Las facturas aparecieron dos veces. Los pagos se aprobaron los días en que estaba muy sedado durante la quimioterapia. Las firmas parecían las mías, pero nunca las firmé. El dinero fluía a través de empresas de las que nunca había oído hablar.
La carta continuó.
Finalmente encontré cuentas ocultas relacionadas con Carter. Encontré la contraseña de tu empresa escrita dentro del cuaderno de Reagan. Encontré traslados autorizados mientras estaba inconsciente en el hospital.

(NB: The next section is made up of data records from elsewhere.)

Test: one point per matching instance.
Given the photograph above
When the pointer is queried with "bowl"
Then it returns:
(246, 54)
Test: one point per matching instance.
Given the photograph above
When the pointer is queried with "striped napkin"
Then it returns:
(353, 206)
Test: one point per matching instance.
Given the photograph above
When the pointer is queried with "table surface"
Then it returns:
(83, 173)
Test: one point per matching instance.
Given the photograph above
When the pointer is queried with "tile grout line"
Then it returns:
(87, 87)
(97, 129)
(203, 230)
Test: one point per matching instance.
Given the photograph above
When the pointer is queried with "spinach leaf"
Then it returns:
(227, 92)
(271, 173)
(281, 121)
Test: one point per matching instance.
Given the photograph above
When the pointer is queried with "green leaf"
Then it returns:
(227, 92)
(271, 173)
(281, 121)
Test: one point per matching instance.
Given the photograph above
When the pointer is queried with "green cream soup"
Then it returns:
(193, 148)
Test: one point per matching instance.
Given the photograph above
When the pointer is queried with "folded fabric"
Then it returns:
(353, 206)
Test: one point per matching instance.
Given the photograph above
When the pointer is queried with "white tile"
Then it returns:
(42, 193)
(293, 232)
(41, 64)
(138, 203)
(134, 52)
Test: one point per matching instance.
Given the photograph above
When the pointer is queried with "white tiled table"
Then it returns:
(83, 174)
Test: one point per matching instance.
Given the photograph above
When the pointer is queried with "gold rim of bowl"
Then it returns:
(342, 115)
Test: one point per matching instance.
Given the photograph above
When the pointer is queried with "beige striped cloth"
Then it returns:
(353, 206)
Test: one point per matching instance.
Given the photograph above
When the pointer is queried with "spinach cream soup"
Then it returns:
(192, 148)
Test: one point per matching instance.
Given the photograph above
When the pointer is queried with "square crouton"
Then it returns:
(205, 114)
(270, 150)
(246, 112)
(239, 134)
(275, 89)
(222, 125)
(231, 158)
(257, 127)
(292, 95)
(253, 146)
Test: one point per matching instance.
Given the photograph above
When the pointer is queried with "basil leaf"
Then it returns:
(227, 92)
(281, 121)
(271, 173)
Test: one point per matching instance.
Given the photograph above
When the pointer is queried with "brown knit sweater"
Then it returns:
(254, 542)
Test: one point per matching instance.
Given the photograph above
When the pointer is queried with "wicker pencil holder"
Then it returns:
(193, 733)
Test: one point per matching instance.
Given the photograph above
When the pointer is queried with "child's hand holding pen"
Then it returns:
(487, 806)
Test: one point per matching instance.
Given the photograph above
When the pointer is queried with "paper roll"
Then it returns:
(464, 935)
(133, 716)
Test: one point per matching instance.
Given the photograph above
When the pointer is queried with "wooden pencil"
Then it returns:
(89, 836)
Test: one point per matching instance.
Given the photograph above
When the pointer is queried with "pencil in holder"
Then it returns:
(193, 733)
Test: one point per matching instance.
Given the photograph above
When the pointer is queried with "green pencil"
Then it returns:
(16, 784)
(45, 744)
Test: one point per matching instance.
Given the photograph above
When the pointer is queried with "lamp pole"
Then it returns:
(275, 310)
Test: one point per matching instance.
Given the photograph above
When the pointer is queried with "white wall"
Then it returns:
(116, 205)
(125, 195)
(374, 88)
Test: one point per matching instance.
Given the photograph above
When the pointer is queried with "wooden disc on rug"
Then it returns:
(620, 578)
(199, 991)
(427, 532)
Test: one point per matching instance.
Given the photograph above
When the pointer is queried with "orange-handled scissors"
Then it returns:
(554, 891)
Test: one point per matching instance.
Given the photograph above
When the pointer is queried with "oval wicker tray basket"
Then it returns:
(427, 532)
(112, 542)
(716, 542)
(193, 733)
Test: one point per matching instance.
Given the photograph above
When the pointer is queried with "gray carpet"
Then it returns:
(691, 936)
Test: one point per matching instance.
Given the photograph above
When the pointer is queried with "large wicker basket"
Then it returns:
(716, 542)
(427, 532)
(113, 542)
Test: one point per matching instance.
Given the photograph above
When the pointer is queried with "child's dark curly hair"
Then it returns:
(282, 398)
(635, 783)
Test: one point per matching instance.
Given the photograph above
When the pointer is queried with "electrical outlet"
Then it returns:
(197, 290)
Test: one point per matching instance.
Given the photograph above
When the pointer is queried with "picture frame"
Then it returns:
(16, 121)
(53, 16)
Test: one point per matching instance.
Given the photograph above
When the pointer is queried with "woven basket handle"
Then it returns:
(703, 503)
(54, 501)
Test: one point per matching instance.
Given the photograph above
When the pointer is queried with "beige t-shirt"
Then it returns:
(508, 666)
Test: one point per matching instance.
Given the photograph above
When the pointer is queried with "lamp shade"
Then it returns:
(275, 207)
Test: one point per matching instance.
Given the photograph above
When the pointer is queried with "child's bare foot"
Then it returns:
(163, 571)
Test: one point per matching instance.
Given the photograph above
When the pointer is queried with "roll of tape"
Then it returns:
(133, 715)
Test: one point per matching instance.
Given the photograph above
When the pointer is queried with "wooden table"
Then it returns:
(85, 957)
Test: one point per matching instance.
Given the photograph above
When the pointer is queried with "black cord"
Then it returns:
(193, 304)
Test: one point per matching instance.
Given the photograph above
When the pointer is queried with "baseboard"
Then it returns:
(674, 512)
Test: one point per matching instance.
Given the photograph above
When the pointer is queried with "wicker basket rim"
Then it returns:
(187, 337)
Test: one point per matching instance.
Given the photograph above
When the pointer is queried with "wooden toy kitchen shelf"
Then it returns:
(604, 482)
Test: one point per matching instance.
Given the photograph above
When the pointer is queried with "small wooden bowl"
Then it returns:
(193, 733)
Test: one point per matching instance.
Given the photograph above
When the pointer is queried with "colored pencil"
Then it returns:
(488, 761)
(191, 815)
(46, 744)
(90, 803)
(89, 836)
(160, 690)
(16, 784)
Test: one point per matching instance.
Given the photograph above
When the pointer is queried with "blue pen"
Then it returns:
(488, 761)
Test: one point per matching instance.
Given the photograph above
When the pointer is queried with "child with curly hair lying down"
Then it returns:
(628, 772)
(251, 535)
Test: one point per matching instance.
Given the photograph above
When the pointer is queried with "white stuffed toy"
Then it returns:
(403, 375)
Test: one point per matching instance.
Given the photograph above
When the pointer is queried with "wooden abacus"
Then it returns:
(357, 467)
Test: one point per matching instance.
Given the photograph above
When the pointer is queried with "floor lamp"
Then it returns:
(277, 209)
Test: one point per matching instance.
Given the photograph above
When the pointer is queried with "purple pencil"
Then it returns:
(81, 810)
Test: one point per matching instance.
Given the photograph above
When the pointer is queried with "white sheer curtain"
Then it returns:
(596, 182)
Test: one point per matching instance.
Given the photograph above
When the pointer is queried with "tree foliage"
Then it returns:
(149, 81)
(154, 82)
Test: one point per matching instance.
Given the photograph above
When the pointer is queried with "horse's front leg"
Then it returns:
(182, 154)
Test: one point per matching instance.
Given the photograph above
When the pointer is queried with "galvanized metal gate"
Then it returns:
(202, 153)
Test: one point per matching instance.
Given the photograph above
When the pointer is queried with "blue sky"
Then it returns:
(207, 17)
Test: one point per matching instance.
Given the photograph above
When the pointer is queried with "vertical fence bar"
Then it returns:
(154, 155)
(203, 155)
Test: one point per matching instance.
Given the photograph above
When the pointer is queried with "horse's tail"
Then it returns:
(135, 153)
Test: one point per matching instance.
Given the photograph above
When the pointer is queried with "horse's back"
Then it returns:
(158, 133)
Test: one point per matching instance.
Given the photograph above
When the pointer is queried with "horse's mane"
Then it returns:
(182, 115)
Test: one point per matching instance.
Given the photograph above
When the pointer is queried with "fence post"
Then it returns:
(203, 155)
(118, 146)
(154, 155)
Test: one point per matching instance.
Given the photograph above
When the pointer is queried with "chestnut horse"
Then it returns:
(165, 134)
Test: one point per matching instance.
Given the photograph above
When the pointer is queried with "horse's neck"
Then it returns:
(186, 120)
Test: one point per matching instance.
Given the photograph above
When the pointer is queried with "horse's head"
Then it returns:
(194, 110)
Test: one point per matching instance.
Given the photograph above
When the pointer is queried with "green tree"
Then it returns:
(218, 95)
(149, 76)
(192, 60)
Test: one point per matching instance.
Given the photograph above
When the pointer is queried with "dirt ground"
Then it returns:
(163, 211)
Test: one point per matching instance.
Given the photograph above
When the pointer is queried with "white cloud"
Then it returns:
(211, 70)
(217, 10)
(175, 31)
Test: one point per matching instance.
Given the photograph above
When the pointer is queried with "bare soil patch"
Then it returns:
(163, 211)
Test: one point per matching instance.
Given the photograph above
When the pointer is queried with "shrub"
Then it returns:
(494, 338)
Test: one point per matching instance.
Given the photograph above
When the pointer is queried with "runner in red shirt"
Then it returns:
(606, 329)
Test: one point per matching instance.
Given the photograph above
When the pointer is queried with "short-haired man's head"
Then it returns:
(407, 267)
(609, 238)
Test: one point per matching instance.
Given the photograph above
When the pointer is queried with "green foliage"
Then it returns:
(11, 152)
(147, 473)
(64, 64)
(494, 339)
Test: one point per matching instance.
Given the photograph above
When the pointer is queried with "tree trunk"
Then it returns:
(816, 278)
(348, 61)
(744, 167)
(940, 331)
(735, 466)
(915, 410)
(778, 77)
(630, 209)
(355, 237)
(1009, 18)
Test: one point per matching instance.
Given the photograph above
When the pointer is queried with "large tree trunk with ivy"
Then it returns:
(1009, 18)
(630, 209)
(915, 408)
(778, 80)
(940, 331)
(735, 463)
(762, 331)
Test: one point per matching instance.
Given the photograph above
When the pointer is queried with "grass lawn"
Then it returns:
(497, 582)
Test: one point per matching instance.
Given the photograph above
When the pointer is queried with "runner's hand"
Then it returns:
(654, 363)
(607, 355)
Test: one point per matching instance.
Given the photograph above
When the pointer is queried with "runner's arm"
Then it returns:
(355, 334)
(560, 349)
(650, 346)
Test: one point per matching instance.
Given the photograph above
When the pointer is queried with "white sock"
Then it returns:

Cada frase apretaba el nudo dentro de mi pecho.
Las páginas temblaban en mis manos.
Todo lo que dijiste en tu juicio era cierto.
Esas siete palabras me detuvieron en seco.
Durante tres años esperé a que alguien—cualquiera—las dijera.
Ahora venían del hombre que murió creyendo que quizá nunca me volvería a ver.
El siguiente párrafo estaba escrito más oscuro que los demás, como si hubiera presionado más fuerte contra el papel.
Reuní todos los documentos que pude encontrar antes de que descubrieran lo que yo sabía.
Alquilé el trastero 108. Todo está ahí. No enfrentéis a Reagan. No confíes en Carter. No les digas lo que tienes hasta que lo hayas visto todo por ti mismo.
La carta terminó simplemente.
Te robaron la libertad.
No dejes que roben la verdad.
Te quiero, hijo.
Papá.
Bajé el papel despacio.
Por primera vez desde que salí de prisión, lloré.
No en voz alta.
No de forma dramática.
Solo lágrimas silenciosas que resbalaban por mi rostro mientras años de rabia, soledad y confusión finalmente se rompían.
El viejo jardinero se acercó en silencio.
"Me llamo Thomas", dijo con suavidad.
"Mi padre confiaba en ti."
Thomas asintió.
"Venía aquí a menudo después de que tu madre falleciera. Luego, durante su enfermedad, vino casi todas las semanas."
Miró hacia la tumba de Margaret Dennis.
"Nunca dejó de creer que algún día volverías a casa."
Me limpié la cara.
"¿Por qué no se lo dijo a la policía?"
Thomas suspiró.
"Cuando entendió lo que Reagan y Carter habían hecho, ya estaba débil. Me dijo que ya no sabía en quién podía confiar."
Se detuvo.
"Controlaban quién le visitaba."
"Le contestaron el teléfono."
"Ellos se encargaron de sus finanzas."
"Y al final..."
Thomas bajó la mirada.
"Controlaban su mundo."
La idea me revolvía el estómago.
Mi padre no simplemente murió.
Había estado aislado.
Manipulado.
Silenciado.
Thomas metió la mano en la cartera.
"No hay mucho."
Me entregó unos billetes doblados.
"Pero te llevará a donde necesitas ir."
"No puedo aceptar tu dinero."
"Puedes."
Sonrió tristemente.
"Considéralo algo que tu padre habría querido que hiciera."